Google Earth’s updates, and Dell’s eye-catching usage

Google (GOOG) on Thursday announced upgrades to Google Earth, its 3D mapping tool. The improvements include land and buildings in every inhabited continent. Below is a list of Google’s hints about what’s changed – a clever way to get people to open up the app and fly around.

  • Two states known for their majestic peaks have gotten an upgrade.
  • I can now see where my favorite maple syrup is made.
  • Certain Florida beaches (and 1 mountain) are looking much improved.
  • Try counting the warthogs in the Boneyard.
  • Peek inside the home of the Brew Crew.
  • You can read the Skin’s logo painted on their field.
  • An historic state capitol building is now in high res.
  • This city was named after the Native American name of a nearby mountain, “Tacobet.”
  • A “far away” city that played a key role in trans-Saharan trade can now be seen close up.
  • The town where Jane Austen spent her final years is much clearer.
  • The topic of Vincent van Gogh’s Cafe Terrace at Night is now bright as day.
  • Take a look at “la ville noir,” where Cointreau was invented.
  • Only a third of this country’s land is arable, but you can now view the entire country in high res.
  • From 1880 to 1884 this German city was home to the world’s tallest building.
  • Rockets may be used to disrupt rain clouds over this city next summer.
  • This country received an impressive terrain update, you might call it Lord of the Terrain.
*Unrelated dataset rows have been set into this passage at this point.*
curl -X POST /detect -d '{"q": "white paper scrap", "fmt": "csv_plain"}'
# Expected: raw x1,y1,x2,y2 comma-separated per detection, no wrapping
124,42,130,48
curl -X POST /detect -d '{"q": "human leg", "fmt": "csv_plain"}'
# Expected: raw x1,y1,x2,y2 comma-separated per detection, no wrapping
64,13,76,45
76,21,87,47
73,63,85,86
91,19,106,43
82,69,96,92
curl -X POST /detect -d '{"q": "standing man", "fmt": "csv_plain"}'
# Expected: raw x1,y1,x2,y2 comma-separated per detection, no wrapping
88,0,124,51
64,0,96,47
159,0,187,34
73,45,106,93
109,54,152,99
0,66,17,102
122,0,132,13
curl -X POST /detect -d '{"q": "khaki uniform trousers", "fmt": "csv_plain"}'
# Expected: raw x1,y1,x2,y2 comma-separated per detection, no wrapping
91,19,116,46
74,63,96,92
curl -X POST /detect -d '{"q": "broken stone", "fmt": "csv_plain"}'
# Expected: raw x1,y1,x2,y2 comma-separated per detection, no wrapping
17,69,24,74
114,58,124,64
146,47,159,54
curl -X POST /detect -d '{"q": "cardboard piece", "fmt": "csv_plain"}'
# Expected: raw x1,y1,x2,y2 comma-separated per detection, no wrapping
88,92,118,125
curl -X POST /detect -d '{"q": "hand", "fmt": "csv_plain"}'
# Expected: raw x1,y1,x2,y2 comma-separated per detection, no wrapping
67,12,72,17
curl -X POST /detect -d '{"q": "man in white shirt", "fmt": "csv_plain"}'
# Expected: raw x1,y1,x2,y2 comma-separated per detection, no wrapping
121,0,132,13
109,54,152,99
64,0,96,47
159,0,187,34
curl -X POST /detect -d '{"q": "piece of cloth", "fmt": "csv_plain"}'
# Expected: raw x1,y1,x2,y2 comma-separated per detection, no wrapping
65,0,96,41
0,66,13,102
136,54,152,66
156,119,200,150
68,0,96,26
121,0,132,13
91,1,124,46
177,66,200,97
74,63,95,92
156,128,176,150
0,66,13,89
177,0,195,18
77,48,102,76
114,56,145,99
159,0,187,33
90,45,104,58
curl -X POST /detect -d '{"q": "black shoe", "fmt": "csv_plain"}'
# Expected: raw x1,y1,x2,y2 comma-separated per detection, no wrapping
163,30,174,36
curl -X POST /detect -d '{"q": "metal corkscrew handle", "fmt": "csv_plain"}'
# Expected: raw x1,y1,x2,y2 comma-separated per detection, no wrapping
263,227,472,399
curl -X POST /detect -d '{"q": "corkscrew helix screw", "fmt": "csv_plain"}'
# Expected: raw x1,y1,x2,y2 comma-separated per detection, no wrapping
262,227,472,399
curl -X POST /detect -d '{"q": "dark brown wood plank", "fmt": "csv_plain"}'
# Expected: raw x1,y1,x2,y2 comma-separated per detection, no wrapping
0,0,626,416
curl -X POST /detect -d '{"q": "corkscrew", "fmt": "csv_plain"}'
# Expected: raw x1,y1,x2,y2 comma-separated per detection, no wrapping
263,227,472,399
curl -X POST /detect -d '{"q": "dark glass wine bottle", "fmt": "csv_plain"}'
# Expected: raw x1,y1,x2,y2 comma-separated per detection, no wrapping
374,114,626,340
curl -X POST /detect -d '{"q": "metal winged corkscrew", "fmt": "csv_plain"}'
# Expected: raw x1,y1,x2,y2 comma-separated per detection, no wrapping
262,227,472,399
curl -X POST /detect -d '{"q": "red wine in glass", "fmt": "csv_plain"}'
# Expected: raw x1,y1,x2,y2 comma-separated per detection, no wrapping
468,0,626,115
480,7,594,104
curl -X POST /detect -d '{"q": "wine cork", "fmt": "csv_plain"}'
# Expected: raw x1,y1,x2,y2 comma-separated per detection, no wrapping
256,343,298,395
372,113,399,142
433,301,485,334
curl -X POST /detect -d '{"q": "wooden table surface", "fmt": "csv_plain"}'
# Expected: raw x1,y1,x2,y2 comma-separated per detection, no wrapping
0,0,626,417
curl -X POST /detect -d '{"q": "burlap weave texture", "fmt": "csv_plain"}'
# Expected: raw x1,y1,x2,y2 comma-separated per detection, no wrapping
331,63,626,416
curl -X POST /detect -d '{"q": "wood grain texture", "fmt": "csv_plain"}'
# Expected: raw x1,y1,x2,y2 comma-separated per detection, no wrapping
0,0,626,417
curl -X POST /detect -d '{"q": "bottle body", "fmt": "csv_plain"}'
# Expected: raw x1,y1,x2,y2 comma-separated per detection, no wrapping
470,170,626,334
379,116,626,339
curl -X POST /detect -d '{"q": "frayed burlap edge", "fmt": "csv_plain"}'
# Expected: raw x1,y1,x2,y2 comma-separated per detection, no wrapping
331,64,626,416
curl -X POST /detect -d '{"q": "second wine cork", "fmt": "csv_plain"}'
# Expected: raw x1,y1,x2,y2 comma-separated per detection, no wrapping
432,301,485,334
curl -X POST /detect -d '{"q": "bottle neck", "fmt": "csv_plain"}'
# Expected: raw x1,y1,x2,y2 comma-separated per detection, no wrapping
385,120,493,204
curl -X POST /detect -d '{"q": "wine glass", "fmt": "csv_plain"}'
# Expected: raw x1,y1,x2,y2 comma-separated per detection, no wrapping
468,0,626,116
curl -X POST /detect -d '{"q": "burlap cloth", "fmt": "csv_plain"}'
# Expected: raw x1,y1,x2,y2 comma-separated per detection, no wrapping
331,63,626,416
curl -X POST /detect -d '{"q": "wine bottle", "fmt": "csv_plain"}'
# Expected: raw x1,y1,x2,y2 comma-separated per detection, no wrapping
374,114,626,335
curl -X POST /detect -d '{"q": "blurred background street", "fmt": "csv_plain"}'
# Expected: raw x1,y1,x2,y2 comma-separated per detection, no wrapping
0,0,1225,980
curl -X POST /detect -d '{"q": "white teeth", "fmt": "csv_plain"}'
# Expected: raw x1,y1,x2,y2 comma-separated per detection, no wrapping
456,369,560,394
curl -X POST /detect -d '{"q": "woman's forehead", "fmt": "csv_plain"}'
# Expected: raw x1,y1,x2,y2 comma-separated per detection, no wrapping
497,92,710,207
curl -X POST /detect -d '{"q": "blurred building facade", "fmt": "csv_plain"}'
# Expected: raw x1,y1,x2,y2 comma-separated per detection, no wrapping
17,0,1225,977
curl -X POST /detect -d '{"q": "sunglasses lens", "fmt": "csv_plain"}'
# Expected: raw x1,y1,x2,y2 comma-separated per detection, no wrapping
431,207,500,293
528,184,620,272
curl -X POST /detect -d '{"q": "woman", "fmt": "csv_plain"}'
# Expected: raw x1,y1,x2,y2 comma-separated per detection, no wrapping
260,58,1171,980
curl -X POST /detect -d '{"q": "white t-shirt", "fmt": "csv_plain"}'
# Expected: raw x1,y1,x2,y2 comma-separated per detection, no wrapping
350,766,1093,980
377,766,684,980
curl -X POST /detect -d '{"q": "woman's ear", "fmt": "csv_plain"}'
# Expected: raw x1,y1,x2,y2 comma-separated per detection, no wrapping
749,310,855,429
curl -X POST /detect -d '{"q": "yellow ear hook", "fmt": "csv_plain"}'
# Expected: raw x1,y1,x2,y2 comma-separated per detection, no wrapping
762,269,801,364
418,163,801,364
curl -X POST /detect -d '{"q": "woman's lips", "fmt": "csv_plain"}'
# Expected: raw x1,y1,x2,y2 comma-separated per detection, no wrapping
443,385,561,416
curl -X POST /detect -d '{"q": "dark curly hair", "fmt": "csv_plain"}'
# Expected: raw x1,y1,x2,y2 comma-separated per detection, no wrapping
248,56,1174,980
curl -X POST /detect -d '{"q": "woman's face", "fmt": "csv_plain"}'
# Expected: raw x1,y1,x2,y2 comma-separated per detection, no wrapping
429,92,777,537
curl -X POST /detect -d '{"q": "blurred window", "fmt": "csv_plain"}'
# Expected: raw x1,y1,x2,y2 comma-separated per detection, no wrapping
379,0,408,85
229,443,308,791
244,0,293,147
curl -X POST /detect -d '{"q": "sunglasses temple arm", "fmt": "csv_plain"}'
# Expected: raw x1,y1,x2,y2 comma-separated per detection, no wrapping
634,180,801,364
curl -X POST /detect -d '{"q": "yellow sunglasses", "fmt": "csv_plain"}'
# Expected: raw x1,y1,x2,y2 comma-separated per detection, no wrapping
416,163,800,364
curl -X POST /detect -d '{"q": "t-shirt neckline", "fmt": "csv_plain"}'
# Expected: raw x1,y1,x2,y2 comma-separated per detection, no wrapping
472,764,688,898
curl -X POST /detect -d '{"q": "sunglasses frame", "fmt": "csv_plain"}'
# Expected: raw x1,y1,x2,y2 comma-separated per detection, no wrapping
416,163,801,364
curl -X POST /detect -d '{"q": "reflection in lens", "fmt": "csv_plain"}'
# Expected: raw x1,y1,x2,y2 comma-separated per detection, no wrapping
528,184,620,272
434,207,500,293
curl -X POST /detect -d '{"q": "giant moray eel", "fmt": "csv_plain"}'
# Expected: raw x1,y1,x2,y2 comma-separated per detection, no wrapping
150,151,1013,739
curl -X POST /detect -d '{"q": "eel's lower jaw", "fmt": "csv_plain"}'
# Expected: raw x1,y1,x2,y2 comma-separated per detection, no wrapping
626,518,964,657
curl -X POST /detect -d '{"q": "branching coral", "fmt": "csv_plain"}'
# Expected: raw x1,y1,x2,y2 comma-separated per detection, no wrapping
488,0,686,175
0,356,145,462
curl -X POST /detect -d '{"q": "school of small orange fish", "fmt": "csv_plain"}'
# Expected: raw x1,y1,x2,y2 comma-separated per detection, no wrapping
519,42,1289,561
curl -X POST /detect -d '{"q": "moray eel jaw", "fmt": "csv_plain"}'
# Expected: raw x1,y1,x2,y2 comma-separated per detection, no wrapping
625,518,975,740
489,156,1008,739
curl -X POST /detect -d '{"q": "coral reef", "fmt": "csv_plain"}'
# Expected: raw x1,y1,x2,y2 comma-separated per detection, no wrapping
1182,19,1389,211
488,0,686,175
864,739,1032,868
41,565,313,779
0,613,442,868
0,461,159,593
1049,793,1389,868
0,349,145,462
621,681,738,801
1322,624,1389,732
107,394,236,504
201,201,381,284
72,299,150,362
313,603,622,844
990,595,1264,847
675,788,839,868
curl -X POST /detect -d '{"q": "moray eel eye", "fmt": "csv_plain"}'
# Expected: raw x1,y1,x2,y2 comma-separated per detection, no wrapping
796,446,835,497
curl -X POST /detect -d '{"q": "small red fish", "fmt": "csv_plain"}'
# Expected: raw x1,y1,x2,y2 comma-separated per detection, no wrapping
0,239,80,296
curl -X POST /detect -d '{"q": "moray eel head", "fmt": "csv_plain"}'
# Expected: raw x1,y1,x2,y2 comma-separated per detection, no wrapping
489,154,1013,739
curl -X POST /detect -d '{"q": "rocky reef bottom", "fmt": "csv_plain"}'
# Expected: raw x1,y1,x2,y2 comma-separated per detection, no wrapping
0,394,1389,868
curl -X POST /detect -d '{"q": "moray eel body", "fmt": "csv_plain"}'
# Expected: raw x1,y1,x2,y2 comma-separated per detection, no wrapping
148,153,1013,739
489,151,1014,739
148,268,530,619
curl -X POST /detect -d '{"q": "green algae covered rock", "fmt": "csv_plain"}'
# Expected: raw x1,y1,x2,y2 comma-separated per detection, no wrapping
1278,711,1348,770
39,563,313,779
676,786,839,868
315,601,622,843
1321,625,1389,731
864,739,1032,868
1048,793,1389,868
What caught my eye, though, was a related announcement about upgrades to Google Earth Enterprise. Google Earth Enterprise is a version of the software that large corporations can use to plan their operations and analyze data. Think of it as one of those big, push-pin war-room maps, only digital and in three dimensions. Businesses can layer their own data on top of a 3D map of the world, and visualize where customers are, where sales are happening in real-time – whatever they want.

The latest version is faster, and perhaps most important, allows customers to easily generate 2-D versions of map data for a browser, and share that with colleagues.

Google also offered a rare peek at a way that one customer, Dell (DELL), uses Google Earth. Click the image above for a full-screen look at how Dell uses 3D maps to analyze where the traffic to Dell.com is coming from. (Continued below.)

This particular use also sparked a different sort of “aha” moment for me: Maps are basically another lens through which we view information – like a spreadsheet. Google is in the business of helping people to locate and digest information more quickly. By providing the tools – things like Search and Earth – Google is organizing information into a format that will hold people’s attention and loyalty. And once you have people’s attention and loyalty, you have something that advertisers will pay for.

Because of this attention and loyalty mindset, Google is approaching Web from a very different perspective than chief rival Microsoft (MSFT). Microsoft tends to make everything it does tie into Windows, or into some other platform it has created. Microsoft has owned our digital attention for a long time because it won the PC operating system wars – its technology strategy often seems focused on leveraging those advantages.

We’ll see who comes out on top. But Google’s latest moves – such as its Google Earth upgrades – are increasingly putting it on a collision course with Microsoft. Google’s not so much fighting for our PC operating system, or for our use of certain programs. No, Google mainly wants our loyalty and attention.